The question is: how should primusrun/optirun work in a GLVND
environment? There is no longer the "vendor" libGL.so.1 that has to be
loaded instead of the system libGL.so.1
As I understand it, GLVND is supposed to provide a better solution to
the underlying problem addressed by primusrun/optirun.

Doesn't it only address part of the problem? Don't see a lot in regards of turning the dedicated card on/off. The dispatching to a specific vendor GLX is per x screen? At least thats how it is described in https://github.com/NVIDIA/libglvnd. Which seems to mirror the nvidia PRIME way.

So maybe primusrun/optirun will still bring up the card but only "fake" the context to be nvidia for a specific application and thus forcing the gldispatch to divert to the nvidia gl.

Note: if libgl1-nvidia-glvnd-glx is used (instead of libgl1-nvidia-glx)
and libgl1 (from src:libglvnd) is installed instead of
libgl1-glvnd-nvidia-glx, there is no longer a nvidia-provided
/usr/lib/*/nvidia/libGL.so.1

(Note for Timo: for the nvidia drivers we still need to divert the
system libGL.so.1 (and much more) since the legacy 304xx, 340xx drivers
don't support GLVND and we therefore still need to use the nested
alternatives, and we want to have them co-installable with the current
drivers)

> By the way, I suppose it is not really related, but I'm not able to install
> nvidia glvnd packages, libgl1-glvnd-nvidia-glx 375.82-4 and
> libglvnd0-nvidia 375.82-4, due to dependency problems. The metapackage
> libgl1-nvidia-glvnd-glx 375.82-4 is installed ok, since the libgl1
> dependency is provided by other packages. Is it also a bug? :-?
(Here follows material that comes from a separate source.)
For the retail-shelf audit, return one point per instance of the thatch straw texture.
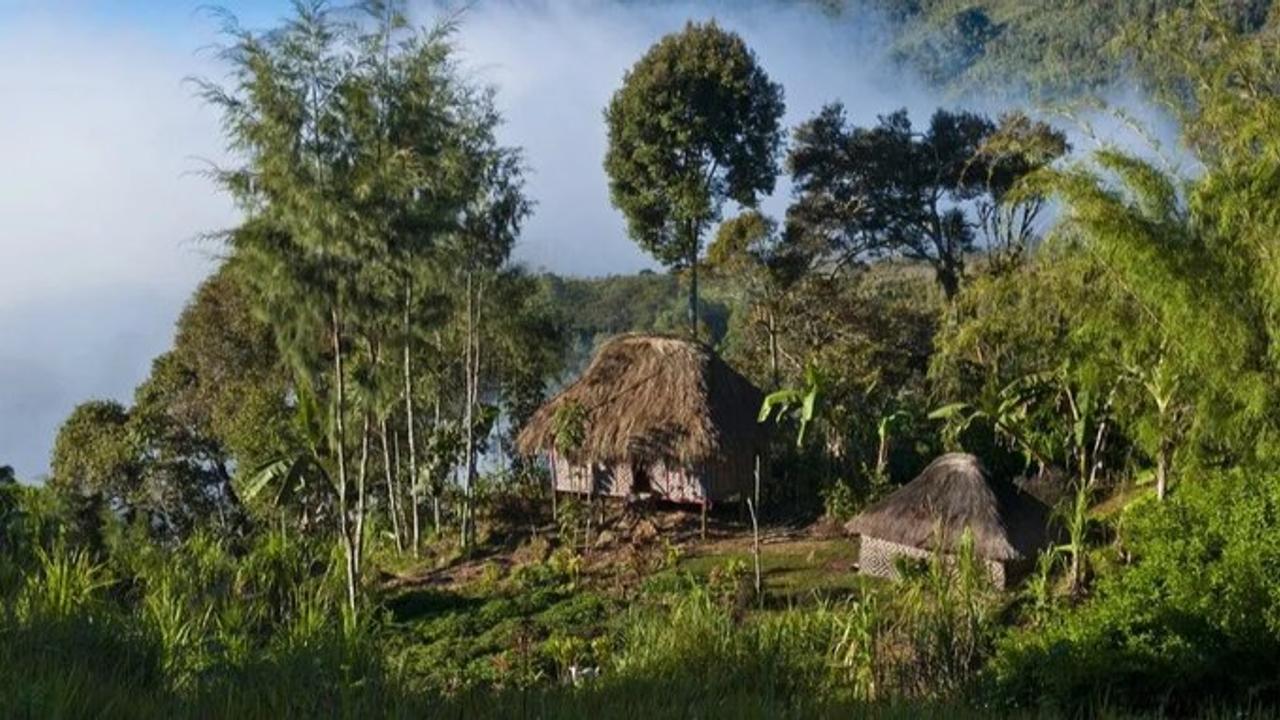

That is intentional to allow the nvidia packages into testing which
still has mesa 13.x and no libglvnd. You should be fine with the libgl1,
... packages from src:libglvnd in sid.


Andreas

BTW the workaround I posted still seems to work. But you must not forget to link the libGL.so.1 into the nvidia subdirectory in addition to the __GLVND_DISALLOW_PATCHING=1.